Parkland Students Want Their Parents To Push For Gun Control, Too — Here's How They're Doing It
It's been weeks since the deadly mass shooting at Stoneman Douglas High School in Parkland, Florida, which left 17 people dead, including 14 students. Many teenage survivors of the fatal attack have spent their time since the shooting engaging in activism, however, and now some of them are working to get older generations involved. Specifically, some Parkland students are urging their parents on gun control, and they're doing it in a pretty simple and effective way.
As The New Yorker detailed this week, some Parkland survivors ― Stoneman Douglas juniors Adam Buchwald and Zach Hibshman ― have devised a movement to get America's parents on board with gun control. Basically, the pair have written up a loose, simple contract that kids can ask their parents to sign. It's called the Parents Promise To Kids, or PPTK for short.
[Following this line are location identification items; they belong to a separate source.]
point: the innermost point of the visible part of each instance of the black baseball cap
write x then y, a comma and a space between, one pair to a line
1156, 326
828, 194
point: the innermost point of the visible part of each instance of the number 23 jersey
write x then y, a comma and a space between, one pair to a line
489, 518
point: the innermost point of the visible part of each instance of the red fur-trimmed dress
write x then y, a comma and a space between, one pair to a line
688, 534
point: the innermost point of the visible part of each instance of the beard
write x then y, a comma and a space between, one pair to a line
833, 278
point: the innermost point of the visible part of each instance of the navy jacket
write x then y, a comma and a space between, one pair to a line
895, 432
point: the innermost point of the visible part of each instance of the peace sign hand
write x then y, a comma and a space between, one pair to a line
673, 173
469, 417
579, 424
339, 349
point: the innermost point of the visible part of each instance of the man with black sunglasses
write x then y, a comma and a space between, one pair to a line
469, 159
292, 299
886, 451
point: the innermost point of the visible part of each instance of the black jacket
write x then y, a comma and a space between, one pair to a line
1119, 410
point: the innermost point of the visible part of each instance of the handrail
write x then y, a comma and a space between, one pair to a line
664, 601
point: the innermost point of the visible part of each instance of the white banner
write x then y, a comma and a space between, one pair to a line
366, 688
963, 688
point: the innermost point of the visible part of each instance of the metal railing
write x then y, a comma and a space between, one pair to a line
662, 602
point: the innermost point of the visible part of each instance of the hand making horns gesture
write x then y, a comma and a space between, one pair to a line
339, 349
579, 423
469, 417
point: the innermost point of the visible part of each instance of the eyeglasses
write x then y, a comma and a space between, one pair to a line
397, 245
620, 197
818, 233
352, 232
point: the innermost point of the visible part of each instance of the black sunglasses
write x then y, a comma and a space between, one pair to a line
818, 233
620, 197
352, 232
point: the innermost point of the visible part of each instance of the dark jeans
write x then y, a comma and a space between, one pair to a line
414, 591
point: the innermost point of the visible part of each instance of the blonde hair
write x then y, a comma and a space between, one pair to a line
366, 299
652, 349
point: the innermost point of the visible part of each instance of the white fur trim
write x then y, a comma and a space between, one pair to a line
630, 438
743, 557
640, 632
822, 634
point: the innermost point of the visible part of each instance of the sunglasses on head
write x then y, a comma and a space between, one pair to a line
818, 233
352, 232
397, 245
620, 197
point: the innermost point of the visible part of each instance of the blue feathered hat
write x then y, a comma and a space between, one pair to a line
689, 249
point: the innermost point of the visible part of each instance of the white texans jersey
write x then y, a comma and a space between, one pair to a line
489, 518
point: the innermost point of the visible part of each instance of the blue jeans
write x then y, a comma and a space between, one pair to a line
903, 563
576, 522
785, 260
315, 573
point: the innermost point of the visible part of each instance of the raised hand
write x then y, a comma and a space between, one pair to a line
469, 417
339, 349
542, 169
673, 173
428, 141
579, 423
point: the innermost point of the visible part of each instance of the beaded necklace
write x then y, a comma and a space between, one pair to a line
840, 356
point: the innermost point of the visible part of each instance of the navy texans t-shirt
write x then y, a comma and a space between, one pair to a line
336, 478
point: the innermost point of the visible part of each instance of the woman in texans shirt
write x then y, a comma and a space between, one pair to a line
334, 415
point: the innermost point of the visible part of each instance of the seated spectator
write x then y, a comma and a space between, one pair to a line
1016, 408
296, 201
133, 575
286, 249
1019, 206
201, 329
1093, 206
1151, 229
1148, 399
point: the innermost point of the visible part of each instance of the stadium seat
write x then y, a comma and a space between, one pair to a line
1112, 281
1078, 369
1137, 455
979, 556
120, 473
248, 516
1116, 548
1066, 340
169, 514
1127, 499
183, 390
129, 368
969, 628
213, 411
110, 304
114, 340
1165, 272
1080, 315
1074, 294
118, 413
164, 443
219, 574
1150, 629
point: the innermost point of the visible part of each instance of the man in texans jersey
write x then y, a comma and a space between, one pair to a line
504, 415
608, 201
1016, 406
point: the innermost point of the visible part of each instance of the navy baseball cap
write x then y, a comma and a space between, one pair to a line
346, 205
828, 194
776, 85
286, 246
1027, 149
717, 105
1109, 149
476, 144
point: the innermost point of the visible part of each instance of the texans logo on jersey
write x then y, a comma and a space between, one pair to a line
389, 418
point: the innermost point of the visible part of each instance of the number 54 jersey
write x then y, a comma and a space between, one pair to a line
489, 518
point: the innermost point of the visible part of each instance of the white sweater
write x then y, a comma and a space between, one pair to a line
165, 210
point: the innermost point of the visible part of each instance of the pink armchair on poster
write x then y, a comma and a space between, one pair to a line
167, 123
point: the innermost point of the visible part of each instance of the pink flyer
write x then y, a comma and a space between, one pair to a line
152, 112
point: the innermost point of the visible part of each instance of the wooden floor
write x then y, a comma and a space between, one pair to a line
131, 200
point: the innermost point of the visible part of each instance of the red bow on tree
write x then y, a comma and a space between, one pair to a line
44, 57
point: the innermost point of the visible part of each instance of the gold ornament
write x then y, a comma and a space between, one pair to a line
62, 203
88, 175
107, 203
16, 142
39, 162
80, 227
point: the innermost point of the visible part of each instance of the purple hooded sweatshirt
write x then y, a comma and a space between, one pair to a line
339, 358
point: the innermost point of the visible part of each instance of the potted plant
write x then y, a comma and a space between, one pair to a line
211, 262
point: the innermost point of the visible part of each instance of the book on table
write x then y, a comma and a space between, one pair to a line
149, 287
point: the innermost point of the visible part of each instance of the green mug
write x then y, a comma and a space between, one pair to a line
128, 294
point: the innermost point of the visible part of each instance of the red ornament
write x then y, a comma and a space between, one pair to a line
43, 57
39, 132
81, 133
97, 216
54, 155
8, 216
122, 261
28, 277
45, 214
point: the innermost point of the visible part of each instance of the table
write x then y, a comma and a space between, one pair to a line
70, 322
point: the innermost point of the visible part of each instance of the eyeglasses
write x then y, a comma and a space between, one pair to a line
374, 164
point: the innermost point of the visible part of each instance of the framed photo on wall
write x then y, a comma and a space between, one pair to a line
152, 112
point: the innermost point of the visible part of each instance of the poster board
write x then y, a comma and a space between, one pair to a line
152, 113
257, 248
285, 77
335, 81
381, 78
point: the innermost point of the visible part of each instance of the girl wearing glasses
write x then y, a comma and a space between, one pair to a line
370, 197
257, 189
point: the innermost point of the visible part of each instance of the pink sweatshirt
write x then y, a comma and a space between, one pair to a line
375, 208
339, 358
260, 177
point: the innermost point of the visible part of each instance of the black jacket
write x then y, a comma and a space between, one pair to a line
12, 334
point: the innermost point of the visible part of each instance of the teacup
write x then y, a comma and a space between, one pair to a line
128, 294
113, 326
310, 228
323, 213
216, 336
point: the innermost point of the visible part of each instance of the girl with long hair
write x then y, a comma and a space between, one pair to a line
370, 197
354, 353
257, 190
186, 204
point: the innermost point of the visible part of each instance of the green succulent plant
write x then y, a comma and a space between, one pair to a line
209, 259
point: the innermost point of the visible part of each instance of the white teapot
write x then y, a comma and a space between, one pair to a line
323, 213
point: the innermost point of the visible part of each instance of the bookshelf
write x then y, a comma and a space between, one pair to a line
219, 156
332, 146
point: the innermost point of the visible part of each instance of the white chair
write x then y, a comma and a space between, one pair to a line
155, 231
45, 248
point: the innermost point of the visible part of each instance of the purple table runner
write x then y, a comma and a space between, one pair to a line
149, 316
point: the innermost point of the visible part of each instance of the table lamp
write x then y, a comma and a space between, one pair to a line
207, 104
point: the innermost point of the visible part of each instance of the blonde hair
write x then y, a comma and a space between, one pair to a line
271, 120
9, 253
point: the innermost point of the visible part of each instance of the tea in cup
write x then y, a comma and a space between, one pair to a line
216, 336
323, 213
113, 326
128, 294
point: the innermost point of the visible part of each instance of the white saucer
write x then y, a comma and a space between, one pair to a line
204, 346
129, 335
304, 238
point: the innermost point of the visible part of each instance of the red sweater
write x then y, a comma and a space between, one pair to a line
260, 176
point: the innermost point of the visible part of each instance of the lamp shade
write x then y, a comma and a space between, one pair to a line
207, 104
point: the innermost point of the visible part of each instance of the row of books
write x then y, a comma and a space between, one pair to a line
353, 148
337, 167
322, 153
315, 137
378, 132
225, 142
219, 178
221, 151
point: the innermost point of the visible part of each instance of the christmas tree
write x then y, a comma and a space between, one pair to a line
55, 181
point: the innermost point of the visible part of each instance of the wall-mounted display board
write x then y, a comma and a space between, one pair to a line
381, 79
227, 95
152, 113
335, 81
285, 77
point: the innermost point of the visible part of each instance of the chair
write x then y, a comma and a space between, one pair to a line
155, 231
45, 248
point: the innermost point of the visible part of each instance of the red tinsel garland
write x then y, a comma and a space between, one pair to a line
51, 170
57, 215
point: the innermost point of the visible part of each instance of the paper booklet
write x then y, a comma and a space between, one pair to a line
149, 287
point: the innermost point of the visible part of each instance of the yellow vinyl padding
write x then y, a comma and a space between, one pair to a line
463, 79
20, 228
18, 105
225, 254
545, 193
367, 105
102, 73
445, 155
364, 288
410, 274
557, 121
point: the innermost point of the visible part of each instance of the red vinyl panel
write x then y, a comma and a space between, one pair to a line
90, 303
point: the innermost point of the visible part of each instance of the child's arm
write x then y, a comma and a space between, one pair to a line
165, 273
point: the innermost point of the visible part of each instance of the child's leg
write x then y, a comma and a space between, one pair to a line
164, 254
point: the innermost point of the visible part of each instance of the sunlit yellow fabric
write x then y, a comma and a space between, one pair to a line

It's a document which parents can sign to promise their kids that they'll support politicians who value children's lives over guns, and the robust American gun lobby. The text of the pledge, simple and straightforward, is as follows.
The contract includes lines to sign both the parent's name, and their child's name. Some parents who've signed off on the contract have displayed that fact to the world on social media, tweeting out photos of themselves pledging to support politicians who support reforms to America's gun laws.
There's also a specific contract for grandparents to sign for their grandkids, so if you've got a grandmother or grandfather who wants to join in with this show of solidarity, you're in luck. A statement on the Parents Promise To Kids official website lays out the movement's goals and objectives pretty clearly, invoking past deadly shootings like those at Columbine High School, and Sandy Hook Elementary School.
"Tragedies such as Columbine, Sandy Hook, the Las Vegas shooting, and Pulse Night Club sent a shock throughout the nation," the statement continues. "After these events, people demanded change, but nothing happened. This ends now! The people and community surrounding Marjory Stoneman Douglas will be the last to endure such a horrific event. Never again will we allow this to happen."
In the weeks following the Parkland shooting, polls have suggested that public support for new gun control reforms is on the rise. In some cases, public opinion has overwhelmingly supported certain tenets of gun control for years; for instance, universal background checks are supported by more than 90 percent of the American public. That's the kind of consensus agreement that's increasingly hard to find in American life, thanks to just how polarized both culture and politics have become.
Even ideas like the outright banning of certain types of firearms have broad majority support in the polls. For example, 72 percent of Americans, support passing a ban on "assault-style weapons," according to NPR.
Those numbers do not necessarily mean state legislatures or the U.S. Congress will leap to meet the public's demands, however. The fight between gun control supporters and pro-gun interests like the NRA has long been one of the most contentions political battles in American life. But with public opinion swelling in favor of implementing some new reforms, gun control advocates are clearly finding a very receptive audience for their message.